Par Alain Dalançon, Jean-Paul Salles

Né le 16 octobre 1945 à Talence (Gironde) ; professeur de STE, SES puis de Documentation ; militant syndicaliste du SNES, membre de la CA nationale ; militant trotskyste du PCI, de la JCR, de la LCR, du NPA, d’Ensemble ; militant associatif.

André Rosevègue
André Rosevègue
photo Sud-Ouest

Ses parents étaient des immigrés juifs venus en France dans les années 1930 pour y faire leurs études de médecine. Son père, Michel Rozencweig (1907-1994), de nationalité polonaise, était né à Varsovie ; sa mère, Rosa Mitchnik (1909-1963), née à Odessa, était de nationalité roumaine ; athées et laïcs, ils appartinrent au Parti communiste avant-guerre.

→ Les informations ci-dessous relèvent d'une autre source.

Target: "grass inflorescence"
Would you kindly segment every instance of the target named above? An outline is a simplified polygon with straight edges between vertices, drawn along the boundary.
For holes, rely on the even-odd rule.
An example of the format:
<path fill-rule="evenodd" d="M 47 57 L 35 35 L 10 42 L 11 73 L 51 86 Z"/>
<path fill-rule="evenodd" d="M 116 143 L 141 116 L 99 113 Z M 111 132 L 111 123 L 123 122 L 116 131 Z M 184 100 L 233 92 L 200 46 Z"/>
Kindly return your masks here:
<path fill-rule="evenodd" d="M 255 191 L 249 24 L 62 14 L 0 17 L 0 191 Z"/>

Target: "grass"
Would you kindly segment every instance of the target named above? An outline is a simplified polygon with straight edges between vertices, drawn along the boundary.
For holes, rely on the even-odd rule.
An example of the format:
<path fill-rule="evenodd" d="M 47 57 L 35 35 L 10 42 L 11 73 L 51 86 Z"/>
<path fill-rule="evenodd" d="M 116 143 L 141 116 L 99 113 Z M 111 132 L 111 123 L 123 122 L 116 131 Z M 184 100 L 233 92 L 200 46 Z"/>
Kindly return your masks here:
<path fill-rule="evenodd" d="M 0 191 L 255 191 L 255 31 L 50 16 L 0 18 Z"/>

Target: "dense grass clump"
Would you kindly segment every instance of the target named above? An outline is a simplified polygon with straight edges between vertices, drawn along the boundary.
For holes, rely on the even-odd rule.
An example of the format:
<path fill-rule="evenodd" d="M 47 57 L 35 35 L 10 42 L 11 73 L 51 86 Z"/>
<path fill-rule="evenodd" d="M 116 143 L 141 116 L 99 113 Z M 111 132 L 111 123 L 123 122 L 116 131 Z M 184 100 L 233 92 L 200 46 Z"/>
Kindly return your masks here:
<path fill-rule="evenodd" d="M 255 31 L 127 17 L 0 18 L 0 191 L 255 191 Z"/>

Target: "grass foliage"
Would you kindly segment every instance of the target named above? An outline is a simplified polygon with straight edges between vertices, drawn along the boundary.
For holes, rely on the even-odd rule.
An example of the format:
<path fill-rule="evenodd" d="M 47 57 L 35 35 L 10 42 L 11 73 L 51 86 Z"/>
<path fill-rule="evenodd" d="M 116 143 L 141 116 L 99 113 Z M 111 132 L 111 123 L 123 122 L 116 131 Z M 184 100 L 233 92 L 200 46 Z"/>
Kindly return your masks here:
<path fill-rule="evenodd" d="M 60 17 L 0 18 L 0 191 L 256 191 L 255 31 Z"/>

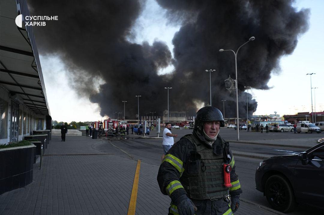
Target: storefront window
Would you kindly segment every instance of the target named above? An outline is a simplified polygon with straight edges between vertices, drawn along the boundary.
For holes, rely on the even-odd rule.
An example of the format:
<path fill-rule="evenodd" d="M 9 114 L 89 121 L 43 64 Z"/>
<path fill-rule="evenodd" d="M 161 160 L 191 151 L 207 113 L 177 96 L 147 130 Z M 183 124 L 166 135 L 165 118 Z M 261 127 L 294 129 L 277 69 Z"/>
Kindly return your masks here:
<path fill-rule="evenodd" d="M 23 134 L 26 134 L 26 127 L 27 125 L 26 123 L 26 121 L 27 120 L 27 114 L 26 112 L 24 111 L 24 116 L 23 118 L 23 120 L 24 123 L 24 133 Z"/>
<path fill-rule="evenodd" d="M 8 102 L 0 98 L 0 139 L 8 137 Z"/>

Son père participa à la Résistance dans les Francs-tireurs et partisans et s’engagea dans l’armée au moment de « l’amalgame » de la fin de l’année 1944 comme médecin au 6e Bataillon de Chasseurs alpins jusqu’en 1948. La nationalité française qui lui avait été refusée en 1937, lui fut accordée en 1947. Il aurait voulu être naturalisé sous le nom de Delmotte, son pseudonyme de résistant, mais il fut conduit à choisir celui de Rosevègue donné ipso facto à ses trois fils : Georges Rosevègue né en 1941, futur directeur de la Maison de la Culture du Havre, André et Pierre (1949-1994). Après avoir repassé les examens lui permettant d’être médecin à titre français, il effectua une carrière de médecin inspecteur de la Santé ; sa mère était médecin scolaire. Après la guerre, ses parents ayant milité avec le Front national pendant l’Occupation, votèrent communiste mais sans adhérer au Parti communiste français. Ils étaient syndiqués, lui au syndicat CGC des inspecteurs de la Santé, elle au Syndicat national des médecins scolaires (FEN), mais sans responsabilités.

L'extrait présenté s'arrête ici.